Es war vor allem dieser Raymond E. und seine Eheschließung mit Brigitte, die Reinhard Weimar, der geschiedene Mann der Angeklagten und Nebenkläger, im Auge hatte, als er damals bei seiner Vernehmung in Fulda dem Gericht erklärte, daß mit dem Tod seines Schwiegervaters im Jahre 1983 in der Familie alles den Bach runtergegangen sei. Zu dessen Lebezeiten hätte die (Brigitte) sich nie getraut, den Ami zu heiraten. Aus seiner subjektiven Perspektive hatte Reinhard Weimar mit dieser Einschätzung auch nicht ganz unrecht, denn als seine Frau, der ewigen Streitereien mit ihm überdrüssig, nach Ablenkung von der häuslichen Misere suchte, war es eben ihre jüngere Schwester, der sie sich anschloß. Von ihr wurde sie ins Bad Hersfelder Musikparadies, kurz MP genant, eingeführt. Und dort lernte sie schon sehr bald ihren späteren Freund und Liebhaber Kevin P. kennen. Den Mann, der dann einige Monate später das Tatmotiv für die Tötung ihrer Kinder abgeben sollte, ihre übergroße Liebe zu und ihre Abhängigkeit von ihm also. Das jedenfalls nahm die Fuldaer Staatsanwaltschaft an und auch das Gericht. Eindrücke von der Qualität der Beziehung zwischen Monika Böttcher, geschiedene Weimar, und Kevin P. konnte man dieser Tage bei der Verlesung einiger Telefonabhörprotokolle gewinnen, aber kehren wir zunächst einmal zurück zu Raymond E.

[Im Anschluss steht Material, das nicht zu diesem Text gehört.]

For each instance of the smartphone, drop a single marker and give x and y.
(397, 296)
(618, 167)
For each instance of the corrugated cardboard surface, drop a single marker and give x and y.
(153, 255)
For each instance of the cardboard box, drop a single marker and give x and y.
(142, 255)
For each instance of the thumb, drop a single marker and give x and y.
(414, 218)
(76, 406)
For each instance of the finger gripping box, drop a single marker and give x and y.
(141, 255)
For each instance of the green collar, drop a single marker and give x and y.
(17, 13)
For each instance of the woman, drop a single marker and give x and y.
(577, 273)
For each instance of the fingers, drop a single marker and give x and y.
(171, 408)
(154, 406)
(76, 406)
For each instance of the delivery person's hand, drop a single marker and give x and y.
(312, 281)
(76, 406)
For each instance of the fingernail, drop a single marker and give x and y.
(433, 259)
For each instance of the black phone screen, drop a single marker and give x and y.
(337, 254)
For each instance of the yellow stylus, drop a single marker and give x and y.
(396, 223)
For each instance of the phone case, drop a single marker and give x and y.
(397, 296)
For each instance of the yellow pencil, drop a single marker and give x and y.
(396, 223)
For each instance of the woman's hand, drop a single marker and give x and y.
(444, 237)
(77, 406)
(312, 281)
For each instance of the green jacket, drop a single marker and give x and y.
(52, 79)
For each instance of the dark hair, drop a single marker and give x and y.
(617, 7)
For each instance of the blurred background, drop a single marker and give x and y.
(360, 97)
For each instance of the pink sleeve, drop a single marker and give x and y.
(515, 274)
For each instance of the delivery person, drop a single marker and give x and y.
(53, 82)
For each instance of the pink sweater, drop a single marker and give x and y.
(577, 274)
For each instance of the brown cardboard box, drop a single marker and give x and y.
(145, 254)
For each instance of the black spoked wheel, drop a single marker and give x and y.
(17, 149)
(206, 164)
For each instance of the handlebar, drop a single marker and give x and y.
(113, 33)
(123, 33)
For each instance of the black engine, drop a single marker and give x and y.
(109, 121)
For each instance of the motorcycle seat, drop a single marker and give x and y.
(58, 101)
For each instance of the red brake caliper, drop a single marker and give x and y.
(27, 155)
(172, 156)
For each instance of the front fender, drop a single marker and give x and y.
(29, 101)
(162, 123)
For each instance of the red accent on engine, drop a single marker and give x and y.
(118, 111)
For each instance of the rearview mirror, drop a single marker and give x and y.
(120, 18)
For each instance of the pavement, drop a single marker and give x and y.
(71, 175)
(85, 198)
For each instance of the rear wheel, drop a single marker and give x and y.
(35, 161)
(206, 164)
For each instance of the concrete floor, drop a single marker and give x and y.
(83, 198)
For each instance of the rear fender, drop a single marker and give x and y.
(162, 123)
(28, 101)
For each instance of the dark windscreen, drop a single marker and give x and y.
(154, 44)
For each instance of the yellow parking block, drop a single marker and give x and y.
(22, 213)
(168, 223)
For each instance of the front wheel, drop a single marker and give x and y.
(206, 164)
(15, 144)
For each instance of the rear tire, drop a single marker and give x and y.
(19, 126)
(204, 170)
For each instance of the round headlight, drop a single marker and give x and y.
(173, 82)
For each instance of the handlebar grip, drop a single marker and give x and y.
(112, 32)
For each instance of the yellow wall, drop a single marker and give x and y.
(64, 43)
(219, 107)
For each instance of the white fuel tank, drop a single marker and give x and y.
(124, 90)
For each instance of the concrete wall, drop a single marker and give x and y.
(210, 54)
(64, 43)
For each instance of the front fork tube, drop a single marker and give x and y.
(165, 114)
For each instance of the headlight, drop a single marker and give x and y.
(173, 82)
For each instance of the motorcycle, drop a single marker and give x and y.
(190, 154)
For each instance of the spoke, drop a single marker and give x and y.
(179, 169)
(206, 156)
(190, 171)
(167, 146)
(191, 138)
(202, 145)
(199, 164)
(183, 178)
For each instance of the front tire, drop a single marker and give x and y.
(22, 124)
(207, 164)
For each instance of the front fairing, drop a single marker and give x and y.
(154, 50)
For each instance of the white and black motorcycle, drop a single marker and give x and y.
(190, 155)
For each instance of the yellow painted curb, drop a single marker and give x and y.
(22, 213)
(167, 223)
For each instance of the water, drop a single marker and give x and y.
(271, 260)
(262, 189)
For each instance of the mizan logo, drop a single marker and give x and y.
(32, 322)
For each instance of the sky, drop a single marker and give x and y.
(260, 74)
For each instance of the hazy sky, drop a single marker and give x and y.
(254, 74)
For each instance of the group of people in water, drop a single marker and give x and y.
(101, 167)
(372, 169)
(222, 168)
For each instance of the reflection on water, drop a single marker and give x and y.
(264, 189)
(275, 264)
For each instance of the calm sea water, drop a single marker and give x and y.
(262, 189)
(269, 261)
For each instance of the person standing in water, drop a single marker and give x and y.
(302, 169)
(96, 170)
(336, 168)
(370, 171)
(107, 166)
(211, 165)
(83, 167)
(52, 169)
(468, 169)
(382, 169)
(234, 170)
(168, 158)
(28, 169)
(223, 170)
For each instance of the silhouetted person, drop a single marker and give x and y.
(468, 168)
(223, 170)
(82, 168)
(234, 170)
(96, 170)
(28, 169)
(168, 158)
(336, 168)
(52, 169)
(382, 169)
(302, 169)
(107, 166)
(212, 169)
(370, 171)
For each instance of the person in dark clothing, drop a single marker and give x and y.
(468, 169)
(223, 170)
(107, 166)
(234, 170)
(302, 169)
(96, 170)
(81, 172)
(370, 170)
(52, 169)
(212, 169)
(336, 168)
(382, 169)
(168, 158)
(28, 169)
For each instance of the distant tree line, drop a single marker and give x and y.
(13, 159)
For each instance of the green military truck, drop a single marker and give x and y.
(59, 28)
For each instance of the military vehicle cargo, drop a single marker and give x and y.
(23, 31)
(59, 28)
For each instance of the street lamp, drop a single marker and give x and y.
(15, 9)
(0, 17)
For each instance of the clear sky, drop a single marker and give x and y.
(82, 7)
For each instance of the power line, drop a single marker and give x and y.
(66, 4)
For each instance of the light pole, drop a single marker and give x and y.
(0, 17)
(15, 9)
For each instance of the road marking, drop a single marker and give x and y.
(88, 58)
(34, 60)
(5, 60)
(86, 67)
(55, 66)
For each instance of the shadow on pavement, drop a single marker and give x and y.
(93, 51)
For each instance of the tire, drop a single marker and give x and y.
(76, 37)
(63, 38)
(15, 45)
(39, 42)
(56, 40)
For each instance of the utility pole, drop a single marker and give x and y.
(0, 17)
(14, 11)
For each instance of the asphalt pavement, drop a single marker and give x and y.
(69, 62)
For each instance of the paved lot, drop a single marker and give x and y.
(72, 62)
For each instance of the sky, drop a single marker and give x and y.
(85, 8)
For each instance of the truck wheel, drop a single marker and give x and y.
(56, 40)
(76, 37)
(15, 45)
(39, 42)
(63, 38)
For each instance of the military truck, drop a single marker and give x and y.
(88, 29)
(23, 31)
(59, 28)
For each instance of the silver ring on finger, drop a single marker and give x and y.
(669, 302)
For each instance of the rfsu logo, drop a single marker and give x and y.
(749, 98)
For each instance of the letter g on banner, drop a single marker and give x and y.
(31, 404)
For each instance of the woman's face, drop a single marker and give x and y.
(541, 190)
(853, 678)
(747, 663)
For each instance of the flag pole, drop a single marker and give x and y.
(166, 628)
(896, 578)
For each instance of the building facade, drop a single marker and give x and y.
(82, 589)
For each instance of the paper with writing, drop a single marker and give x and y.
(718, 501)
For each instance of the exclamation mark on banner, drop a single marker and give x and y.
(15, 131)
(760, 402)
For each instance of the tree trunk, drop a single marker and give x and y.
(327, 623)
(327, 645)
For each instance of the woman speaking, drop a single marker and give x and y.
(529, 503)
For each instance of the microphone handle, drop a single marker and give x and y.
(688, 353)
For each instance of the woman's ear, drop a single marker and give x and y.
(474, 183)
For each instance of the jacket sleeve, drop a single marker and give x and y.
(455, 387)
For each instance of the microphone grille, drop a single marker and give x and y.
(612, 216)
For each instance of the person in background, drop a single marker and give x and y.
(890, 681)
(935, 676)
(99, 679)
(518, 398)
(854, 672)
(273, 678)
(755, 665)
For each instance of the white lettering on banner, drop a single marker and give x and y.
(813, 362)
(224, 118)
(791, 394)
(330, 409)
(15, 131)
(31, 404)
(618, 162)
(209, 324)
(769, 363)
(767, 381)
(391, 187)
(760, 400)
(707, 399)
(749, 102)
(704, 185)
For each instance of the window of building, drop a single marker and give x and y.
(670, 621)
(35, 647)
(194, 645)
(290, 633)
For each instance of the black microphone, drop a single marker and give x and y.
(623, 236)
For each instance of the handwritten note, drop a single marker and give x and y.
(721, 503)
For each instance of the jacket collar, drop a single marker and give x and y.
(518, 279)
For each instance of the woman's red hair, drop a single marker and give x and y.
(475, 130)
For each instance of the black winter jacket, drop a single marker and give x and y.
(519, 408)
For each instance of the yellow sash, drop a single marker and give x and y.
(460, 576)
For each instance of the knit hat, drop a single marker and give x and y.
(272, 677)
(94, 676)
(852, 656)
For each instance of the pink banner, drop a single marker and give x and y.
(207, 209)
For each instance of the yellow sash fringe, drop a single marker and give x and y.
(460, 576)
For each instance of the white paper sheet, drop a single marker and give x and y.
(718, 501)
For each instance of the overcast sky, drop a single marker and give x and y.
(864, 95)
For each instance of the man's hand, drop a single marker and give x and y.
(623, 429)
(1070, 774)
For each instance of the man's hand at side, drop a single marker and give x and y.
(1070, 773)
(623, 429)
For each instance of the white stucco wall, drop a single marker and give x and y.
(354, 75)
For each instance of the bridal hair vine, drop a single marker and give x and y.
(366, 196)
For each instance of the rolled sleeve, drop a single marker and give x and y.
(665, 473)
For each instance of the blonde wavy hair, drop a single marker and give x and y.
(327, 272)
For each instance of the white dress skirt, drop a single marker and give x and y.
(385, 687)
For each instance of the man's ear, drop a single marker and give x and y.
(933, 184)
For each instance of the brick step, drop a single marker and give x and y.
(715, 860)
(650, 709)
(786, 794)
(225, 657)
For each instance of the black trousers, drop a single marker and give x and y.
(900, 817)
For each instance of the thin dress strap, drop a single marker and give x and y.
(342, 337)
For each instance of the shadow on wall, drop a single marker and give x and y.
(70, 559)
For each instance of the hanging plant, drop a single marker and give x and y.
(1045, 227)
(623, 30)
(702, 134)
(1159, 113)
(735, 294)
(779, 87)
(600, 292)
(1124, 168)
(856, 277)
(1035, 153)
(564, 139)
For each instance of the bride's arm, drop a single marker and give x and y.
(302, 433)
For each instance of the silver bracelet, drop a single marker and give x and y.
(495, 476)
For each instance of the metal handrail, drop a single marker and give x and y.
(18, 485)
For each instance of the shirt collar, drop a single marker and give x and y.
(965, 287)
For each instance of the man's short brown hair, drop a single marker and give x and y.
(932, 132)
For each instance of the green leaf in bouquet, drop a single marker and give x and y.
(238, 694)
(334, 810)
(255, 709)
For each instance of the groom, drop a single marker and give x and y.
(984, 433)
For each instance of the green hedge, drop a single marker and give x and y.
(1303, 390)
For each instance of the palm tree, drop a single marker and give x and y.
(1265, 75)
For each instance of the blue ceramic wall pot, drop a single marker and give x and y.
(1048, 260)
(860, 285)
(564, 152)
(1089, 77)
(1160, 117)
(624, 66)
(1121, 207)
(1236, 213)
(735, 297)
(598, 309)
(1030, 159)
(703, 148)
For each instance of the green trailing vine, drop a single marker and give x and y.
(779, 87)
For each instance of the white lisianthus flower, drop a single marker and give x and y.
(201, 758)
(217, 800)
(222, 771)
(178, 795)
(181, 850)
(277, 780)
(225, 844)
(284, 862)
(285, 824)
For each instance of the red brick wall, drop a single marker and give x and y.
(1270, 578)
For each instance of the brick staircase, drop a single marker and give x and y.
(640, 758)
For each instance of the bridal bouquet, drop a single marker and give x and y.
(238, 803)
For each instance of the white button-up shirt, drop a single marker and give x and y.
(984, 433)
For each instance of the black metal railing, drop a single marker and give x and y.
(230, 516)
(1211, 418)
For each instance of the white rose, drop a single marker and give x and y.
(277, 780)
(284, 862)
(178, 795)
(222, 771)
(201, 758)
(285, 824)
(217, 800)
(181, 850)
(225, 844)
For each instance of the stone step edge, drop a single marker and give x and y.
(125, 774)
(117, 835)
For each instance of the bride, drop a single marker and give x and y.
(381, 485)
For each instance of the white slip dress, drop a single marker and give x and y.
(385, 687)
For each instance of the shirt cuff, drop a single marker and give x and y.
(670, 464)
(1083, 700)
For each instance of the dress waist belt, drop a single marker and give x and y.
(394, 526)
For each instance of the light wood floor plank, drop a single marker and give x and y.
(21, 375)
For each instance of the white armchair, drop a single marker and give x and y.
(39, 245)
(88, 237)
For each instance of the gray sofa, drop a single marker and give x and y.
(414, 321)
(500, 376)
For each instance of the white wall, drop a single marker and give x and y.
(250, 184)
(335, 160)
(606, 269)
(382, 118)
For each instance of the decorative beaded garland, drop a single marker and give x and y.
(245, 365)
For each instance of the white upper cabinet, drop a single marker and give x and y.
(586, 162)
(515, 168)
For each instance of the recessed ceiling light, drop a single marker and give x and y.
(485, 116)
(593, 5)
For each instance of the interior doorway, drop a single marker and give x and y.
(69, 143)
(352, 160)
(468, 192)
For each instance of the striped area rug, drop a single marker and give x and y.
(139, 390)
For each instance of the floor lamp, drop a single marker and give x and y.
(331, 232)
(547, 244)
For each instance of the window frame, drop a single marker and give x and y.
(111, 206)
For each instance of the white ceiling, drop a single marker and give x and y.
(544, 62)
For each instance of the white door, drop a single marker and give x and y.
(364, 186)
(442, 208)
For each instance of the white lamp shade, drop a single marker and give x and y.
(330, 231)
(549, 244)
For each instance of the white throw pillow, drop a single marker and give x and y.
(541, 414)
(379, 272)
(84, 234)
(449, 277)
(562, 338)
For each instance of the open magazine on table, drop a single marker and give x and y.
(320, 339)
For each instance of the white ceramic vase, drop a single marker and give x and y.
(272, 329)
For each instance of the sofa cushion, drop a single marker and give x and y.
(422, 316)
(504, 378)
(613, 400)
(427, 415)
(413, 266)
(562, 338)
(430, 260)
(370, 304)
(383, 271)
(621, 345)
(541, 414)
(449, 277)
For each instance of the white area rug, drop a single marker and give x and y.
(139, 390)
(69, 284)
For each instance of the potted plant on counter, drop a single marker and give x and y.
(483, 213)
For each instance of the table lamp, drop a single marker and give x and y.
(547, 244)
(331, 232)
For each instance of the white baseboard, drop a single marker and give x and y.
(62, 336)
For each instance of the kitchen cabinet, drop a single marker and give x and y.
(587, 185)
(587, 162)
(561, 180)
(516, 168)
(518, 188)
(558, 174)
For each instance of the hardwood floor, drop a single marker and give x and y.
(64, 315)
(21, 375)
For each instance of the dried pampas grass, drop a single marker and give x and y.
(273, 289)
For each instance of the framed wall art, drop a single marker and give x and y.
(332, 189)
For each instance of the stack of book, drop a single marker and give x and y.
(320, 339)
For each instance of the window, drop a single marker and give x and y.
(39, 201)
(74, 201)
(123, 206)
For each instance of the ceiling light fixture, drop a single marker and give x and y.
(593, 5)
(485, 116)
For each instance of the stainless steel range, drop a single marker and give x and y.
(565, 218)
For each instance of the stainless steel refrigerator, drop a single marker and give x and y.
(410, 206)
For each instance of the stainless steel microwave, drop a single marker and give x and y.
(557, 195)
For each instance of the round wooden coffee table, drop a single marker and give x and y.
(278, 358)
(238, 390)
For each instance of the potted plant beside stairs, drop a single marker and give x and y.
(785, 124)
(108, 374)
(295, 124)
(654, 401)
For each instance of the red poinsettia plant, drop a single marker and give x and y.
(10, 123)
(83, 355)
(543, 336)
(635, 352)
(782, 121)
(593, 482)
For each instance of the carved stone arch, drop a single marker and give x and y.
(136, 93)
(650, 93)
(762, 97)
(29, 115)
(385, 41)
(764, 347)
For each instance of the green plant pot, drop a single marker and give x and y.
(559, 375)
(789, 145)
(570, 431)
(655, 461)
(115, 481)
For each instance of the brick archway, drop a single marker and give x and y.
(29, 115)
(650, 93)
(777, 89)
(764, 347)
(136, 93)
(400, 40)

Auf seine Vernehmung hatten Staatsanwaltschaft und Nebenklage besonderen Wert gelegt, denn zum einen erhoffte man sich von ihm Angaben darüber, ob und wie ausführlich innerhalb der Familie der Tod der Kinder und Spekulationen über den oder die Täter erörtert worden waren. Dazu allerdings konnte der Zeuge nur wenig sagen. Die Sprachschwierigkeiten waren so groß gewesen, daß die Gespräche über Belanglosigkeiten kaum hinausgingen.

Der andere Fragenkomplex betraf die Nacht, in der oder nach der die Kinder getötet worden waren. Denn dieser Zeuge war es, der nachts die kleine Karola hatte weinen hören und dann mit seiner Frau in die Wohnung der Weimars hinuntergegangen war, damit diese das Kind trösten und ihm das nasse Höschen wechseln konnte. Die Befragung dazu blieb aber eher unbefriedigend, die Erinnerungen des Zeugen waren vage und leicht erschütterbar. Wirklich sicher ist er sich lediglich, daß er Melanie, das ältere Mädchen, mit den Zähnen hatte knirschen hören. Das war ihm im Fuldaer Verfahren von der Verteidigung ausgeredet worden, jetzt aber besteht er auf dieser Angabe.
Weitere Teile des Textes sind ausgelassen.